Your implementation is interesting, but a little inefficient. Compare:
substring(s,n) = join([s[c] for (i,c) in enumerate(eachindex(s)) if i ∈ n])
substring(str, start, stop) = str[nextind(str, 0, start):nextind(str, 0, stop)]
Just thought a substring function would be useful out of the box, with documentation about how it differs from the string[start:stop] form in terms of unicode and performance.
Slicing a[m:n]always makes a copy in Julia (at least, with the built-in types), whether for arrays or strings. If you want to use a view (i.e. create a SubString object), the easiest way is to use @views on a block of code, e.g.
The real question is, where are you getting these character indices that you want to pass to your substring function? Usually you get indices to a substring from some previous iteration over the string, either from your own loop or from something like a findnext call, and these give you codeunit indices that you can pass to s[m:n] directly.
If you are counting codepoints as “characters”, e.g. you want the “first 3 characters” in a string, then the odds are high that you are making a mistake. For example, "ü" is two codepoints (length("ü") == 2) because it is u followed by a combining characterU+0308. See also this explanation: Myth: Counting coded characters or code points is important.
Because of Unicode’s complexity, wanting a substring from the m-th codepoint (“character”) to the n-th codepoint, as opposed to between two string indices (= code units), is actually an extremely uncommon operation (in non-buggy code). This is why it’s not built-in.

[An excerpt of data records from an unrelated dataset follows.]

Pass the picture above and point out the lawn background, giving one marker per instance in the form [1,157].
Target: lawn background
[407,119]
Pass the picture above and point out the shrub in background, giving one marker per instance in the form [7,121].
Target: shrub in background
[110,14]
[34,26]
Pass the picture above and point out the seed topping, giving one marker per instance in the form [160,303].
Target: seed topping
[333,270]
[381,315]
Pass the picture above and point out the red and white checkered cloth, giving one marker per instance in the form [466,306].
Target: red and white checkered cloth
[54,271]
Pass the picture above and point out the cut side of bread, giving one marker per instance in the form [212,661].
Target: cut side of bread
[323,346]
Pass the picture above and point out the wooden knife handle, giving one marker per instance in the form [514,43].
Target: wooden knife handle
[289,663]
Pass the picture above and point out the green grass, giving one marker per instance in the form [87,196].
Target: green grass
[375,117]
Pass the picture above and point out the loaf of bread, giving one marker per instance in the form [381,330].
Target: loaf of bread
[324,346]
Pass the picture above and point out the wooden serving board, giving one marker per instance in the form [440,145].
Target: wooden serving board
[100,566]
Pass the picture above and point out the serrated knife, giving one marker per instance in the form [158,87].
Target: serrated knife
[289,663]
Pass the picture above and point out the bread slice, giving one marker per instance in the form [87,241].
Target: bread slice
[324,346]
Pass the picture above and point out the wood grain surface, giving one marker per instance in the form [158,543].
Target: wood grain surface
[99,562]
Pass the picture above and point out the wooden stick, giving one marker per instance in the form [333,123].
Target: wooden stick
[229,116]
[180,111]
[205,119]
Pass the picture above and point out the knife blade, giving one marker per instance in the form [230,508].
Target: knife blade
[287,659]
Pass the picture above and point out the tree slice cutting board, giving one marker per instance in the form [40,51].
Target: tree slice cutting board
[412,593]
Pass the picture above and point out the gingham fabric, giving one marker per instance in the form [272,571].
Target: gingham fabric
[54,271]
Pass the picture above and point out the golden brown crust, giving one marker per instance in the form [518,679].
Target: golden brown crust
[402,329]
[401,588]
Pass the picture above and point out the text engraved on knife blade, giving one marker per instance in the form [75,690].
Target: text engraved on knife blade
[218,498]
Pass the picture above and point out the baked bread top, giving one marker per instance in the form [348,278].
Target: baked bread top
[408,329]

It’s fun to write macros like this, but I would add a warning that probably 99% of the time people do character indexing they are making a mistake in their Unicode handling.

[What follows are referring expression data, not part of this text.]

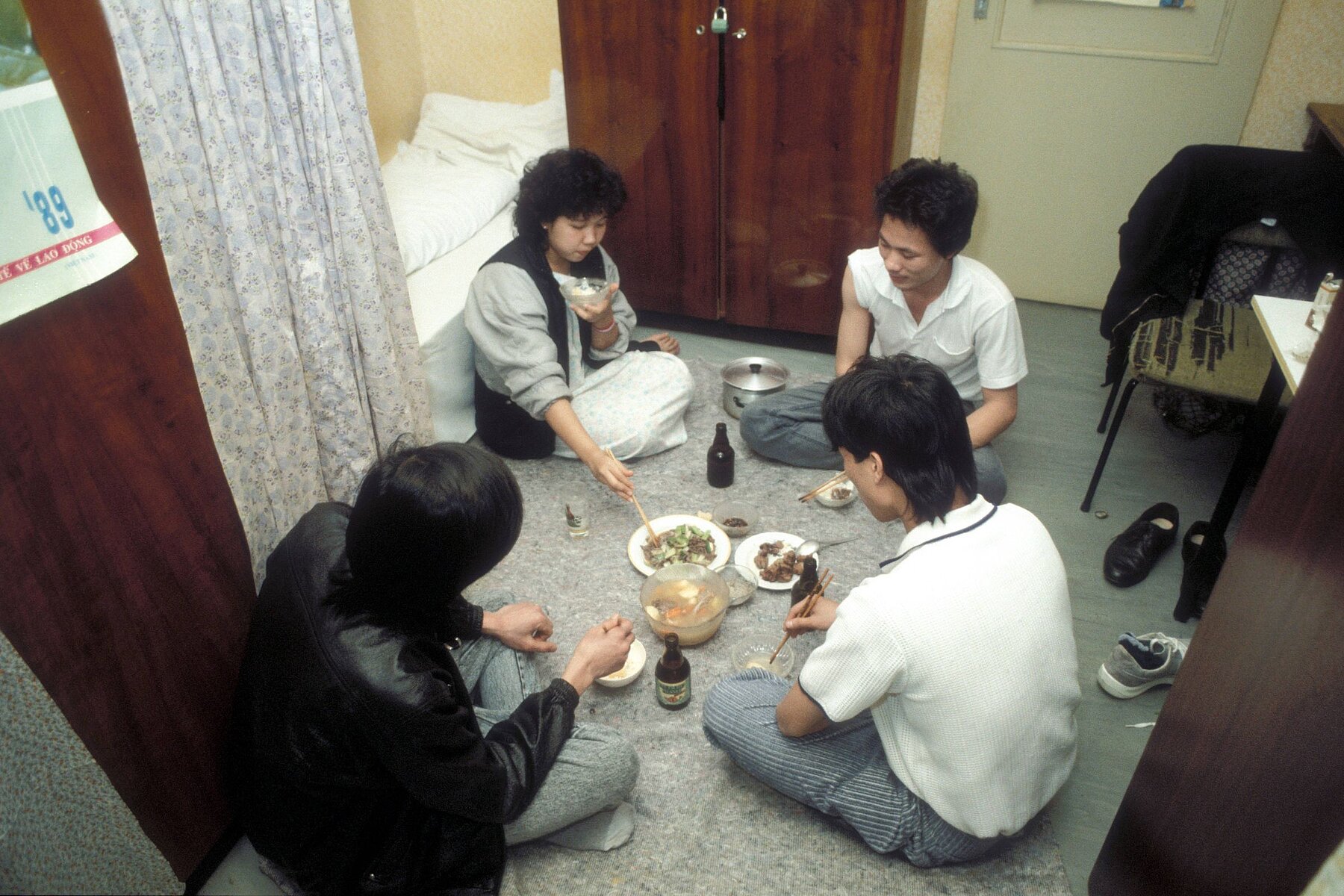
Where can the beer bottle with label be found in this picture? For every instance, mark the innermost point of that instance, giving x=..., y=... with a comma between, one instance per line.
x=806, y=581
x=672, y=676
x=721, y=458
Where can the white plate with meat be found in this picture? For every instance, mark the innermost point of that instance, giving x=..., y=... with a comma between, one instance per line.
x=749, y=548
x=697, y=551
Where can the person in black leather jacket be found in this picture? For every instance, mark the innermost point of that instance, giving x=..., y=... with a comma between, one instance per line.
x=358, y=762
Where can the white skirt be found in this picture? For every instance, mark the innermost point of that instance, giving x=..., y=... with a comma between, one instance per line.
x=635, y=406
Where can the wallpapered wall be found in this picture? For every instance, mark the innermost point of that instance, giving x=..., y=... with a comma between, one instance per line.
x=1305, y=63
x=458, y=46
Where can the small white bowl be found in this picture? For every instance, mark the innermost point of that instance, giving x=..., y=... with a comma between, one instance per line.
x=584, y=290
x=741, y=581
x=828, y=497
x=754, y=653
x=631, y=671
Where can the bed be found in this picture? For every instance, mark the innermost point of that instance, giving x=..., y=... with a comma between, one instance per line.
x=450, y=193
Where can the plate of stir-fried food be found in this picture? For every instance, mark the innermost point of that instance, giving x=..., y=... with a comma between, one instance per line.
x=774, y=558
x=682, y=539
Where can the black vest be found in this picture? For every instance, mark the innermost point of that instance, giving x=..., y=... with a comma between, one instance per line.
x=504, y=426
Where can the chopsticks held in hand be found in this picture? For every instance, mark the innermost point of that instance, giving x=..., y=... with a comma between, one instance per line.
x=830, y=484
x=653, y=536
x=808, y=602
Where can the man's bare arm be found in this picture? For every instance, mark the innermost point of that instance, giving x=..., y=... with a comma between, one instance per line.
x=799, y=715
x=855, y=328
x=988, y=421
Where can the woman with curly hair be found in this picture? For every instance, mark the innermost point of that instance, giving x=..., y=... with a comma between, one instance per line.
x=546, y=368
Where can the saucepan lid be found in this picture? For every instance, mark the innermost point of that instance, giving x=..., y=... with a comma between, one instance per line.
x=756, y=374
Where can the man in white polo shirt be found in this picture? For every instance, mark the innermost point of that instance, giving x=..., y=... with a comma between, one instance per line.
x=914, y=293
x=937, y=716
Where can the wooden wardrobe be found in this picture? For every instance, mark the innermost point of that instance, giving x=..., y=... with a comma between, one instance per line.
x=749, y=149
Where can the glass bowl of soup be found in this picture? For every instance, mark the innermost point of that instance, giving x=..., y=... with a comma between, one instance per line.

The solution in my blog does this. What @stevengj says, if I understand him correctly, is that doing character indexing is not a safe practice in general.
All of these arguments about byte indexing apply equally to first, last, and chop, which are part of the standard library and index on unicode codepoints.
From the julia source:
first(s::AbstractString, n::Integer) = @inbounds s[1:min(end, nextind(s, 0, n))]
last(s::AbstractString, n::Integer) = @inbounds s[max(1, prevind(s, ncodeunits(s)+1, n)):end]
function chop(s::AbstractString; head::Integer = 0, tail::Integer = 1)
if isempty(s)
return SubString(s)
end
SubString(s, nextind(s, firstindex(s), head), prevind(s, lastindex(s), tail))
end
Guess I’ll just have to start my own util package like you do in Java
first and last are defined for any iterator. Since string iteration is over codepoints, they have to be consistent, but I agree that they need to be used with care.
As for chop, as far as I can tell it’s used to chop off a known suffix (usually an ASCII suffix so there are no issues with Unicode normalization), like a file extension, which is safe enough. (However, in starting in Julia 1.8 it will often be better to use the new chopprefix and chopsuffix functions, which only remove the prefix/suffix if it is present and which may be more efficient because they can avoid decoding the UTF-8.)